Manhattan Associates stock (US5627501092): Rosen Law probes board duties amid share drop
14.05.2026 - 13:01:21 | ad-hoc-news.deManhattan Associates stock drew attention after Rosen Law Firm announced an investigation into potential breaches of fiduciary duties by the company's directors and officers on May 13, 2026, Morningstar/PR Newswire as of 05/13/2026. The probe coincides with shares trading at a low of $124.33 on May 14, 2026, down significantly year-to-date by 22.20%, IR.manh.com as of 05/14/2026. Separately, Virginia Retirement Systems boosted its stake by 30.6% in Q4, adding 43,955 shares to reach 187,555 worth $32.5 million, per recent SEC filing.
As of: 14.05.2026
By the editorial team – specialized in equity coverage.
At a glance
- Name: Manhattan Associates, Inc.
- Sector/industry: Software - Application
- Headquarters/country: United States
- Core markets: Supply chain management software
- Key revenue drivers: Cloud solutions, warehouse management
- Home exchange/listing venue: Nasdaq (MANH)
- Trading currency: USD
Official source
For first-hand information on Manhattan Associates, visit the company’s official website.
Go to the official websiteManhattan Associates: core business model
Manhattan Associates provides supply chain commerce solutions, focusing on warehouse management systems and cloud-based platforms for retailers and logistics firms. The company serves global clients with software that optimizes inventory, order fulfillment, and transportation. Listed on Nasdaq under MANH, it caters to US investors through exposure to e-commerce growth and logistics efficiency.

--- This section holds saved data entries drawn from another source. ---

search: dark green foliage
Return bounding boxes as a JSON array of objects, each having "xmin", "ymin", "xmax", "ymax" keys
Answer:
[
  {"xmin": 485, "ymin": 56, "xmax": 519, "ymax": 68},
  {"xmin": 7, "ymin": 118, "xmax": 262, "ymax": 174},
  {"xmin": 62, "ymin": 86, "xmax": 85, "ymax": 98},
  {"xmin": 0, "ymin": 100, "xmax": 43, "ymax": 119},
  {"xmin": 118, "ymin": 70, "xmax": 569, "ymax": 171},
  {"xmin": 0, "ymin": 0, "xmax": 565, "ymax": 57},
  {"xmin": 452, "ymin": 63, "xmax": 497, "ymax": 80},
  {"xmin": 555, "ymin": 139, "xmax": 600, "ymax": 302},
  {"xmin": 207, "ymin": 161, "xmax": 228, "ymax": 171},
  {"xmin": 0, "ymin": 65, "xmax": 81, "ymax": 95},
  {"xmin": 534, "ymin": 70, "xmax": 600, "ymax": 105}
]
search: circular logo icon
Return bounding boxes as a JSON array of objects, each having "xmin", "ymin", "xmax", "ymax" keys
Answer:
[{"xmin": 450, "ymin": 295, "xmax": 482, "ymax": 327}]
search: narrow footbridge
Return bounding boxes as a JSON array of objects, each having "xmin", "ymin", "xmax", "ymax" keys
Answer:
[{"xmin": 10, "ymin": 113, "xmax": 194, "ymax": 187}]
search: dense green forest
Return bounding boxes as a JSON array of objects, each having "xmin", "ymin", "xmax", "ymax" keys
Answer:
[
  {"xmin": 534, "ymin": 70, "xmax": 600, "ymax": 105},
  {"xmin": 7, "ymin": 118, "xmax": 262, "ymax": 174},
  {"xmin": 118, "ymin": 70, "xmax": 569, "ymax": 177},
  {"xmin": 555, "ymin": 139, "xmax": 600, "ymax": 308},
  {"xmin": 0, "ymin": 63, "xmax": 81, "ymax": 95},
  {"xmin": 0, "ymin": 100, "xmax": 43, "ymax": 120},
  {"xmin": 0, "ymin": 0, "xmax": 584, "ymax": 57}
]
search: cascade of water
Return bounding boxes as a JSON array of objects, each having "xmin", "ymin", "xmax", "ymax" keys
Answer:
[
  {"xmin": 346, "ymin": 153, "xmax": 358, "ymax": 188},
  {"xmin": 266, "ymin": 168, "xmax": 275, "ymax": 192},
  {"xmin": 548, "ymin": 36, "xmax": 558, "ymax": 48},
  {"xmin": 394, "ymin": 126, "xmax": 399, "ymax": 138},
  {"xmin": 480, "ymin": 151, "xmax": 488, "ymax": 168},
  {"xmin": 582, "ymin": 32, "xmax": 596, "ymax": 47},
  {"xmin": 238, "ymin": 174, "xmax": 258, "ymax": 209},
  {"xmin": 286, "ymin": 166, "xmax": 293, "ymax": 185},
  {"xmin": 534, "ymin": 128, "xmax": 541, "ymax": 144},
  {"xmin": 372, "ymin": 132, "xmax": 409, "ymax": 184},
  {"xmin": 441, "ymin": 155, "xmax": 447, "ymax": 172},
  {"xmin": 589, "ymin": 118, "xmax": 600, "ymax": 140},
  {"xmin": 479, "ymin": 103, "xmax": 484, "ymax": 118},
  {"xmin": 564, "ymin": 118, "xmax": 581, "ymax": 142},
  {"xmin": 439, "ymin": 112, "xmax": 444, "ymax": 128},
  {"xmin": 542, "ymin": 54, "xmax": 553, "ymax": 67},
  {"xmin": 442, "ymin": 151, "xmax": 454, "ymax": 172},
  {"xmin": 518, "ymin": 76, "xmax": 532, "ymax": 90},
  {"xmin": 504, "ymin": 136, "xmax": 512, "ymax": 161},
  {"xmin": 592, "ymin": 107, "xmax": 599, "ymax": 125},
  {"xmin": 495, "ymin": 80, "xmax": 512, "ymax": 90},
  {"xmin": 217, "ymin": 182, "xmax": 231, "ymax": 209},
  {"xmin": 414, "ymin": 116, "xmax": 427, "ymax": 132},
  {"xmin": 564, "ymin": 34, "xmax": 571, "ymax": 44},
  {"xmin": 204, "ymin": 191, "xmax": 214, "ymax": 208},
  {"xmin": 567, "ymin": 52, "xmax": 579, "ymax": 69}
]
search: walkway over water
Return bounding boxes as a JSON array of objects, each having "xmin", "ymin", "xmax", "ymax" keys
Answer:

Main revenue and product drivers for Manhattan Associates
Key products include Manhattan Active Suite, a cloud-native platform driving subscription revenue. Recent quarterly revenue reached $282.22 million with a net margin of 19.68% and return on equity of 78.13%, as reported in filings referenced on MarketBeat as of 05/13/2026. The board authorized a $500 million stock buyback on March 5, 2026, signaling confidence in future cash flows.
Industry trends and competitive position
The supply chain software sector benefits from US e-commerce expansion, where Manhattan Associates holds a strong position with scalable cloud solutions. Competitors include high-profile names, but its focus on omnichannel fulfillment differentiates it for US market leaders.
Why Manhattan Associates matters for US investors
As a Nasdaq-listed firm with robust US revenue exposure, Manhattan Associates aligns with domestic logistics demands from retail giants. Its technology supports efficiency amid labor shortages and rising shipping costs in the American economy.
Read more
Additional news and developments on the stock can be explored via the linked overview pages.
Conclusion
Manhattan Associates faces scrutiny from Rosen Law's fiduciary probe amid a sharp YTD share decline to around $124-$133 levels. Institutional buying by Virginia Retirement Systems and an ongoing buyback program provide counterbalance. US investors track its supply chain software role closely as market dynamics evolve.
Disclaimer: This article does not constitute investment advice. Stocks are volatile financial instruments.